Chapter 11 — Sent Away

Xue Zhenzhen’s madness terrified everyone.

They thought she had lost her mind—some even whispered she might be possessed.

My parents believed it too.

So when Shang Zhiyuan ordered people to haul her down, no one objected.

Physicians were summoned. High monks and “masters” were invited.

No one could find any illness.

But Xue Zhenzhen kept babbling about “male lead” and “female lead,” and in the end everyone agreed on the simplest conclusion:

she had fallen into a delirium.

She was gone.

My father refused to see her again.

My mother couldn’t bear to abandon her completely.

In the end, I suggested sending her to a country estate to “recuperate,” guarded and cared for, far from gossip.

To outsiders, we would say she had followed her husband back to his hometown.

My parents agreed.

As for Lin Xiangsheng—he survived, but barely.

He became a cripple who could only lie in bed.

I made the final decision:

put him in the room next to Xue Zhenzhen.

Feed him well.

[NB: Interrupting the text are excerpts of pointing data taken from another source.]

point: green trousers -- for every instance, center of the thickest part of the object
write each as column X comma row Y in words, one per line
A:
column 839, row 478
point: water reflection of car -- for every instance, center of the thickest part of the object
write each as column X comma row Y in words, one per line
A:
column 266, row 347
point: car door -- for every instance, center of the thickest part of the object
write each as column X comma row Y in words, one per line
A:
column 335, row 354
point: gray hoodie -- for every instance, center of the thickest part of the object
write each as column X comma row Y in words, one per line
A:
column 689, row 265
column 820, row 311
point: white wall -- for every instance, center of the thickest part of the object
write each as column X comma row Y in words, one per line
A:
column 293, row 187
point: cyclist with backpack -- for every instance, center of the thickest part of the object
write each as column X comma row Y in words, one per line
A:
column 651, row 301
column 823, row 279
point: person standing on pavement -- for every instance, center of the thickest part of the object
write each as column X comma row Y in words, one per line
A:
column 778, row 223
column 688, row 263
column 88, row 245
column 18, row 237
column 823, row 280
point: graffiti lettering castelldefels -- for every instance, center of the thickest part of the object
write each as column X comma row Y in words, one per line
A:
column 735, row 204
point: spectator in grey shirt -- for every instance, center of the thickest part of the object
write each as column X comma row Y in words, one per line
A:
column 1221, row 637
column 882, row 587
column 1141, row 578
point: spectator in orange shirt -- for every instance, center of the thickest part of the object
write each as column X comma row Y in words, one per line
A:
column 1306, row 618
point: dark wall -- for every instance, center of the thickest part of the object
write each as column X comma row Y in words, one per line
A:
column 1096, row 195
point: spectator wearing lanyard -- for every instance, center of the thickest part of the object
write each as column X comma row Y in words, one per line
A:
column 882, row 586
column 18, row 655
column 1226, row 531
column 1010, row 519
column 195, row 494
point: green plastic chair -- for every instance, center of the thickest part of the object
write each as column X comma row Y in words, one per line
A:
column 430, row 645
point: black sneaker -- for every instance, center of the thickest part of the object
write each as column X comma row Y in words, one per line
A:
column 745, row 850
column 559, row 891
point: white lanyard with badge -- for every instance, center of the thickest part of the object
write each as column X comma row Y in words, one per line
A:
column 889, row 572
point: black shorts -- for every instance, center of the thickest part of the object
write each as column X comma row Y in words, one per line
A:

Treat him well.

Keep him alive—just enough to make every day feel worse than death.

That night, Xue Zhenzhen and Lin Xiangsheng were sent away under heavy guard.

Shang Zhiyuan and I returned to the Shang household.

I slept like I had been dragged under.

When I woke, Shang Zhiyuan was holding me tightly, his arms trembling with relief.

“A Ning,” he whispered, voice hoarse. “You’re back.”

That embrace—stretching across two lives—finally felt complete.

And we were no longer paper-thin characters pushed around by a plot.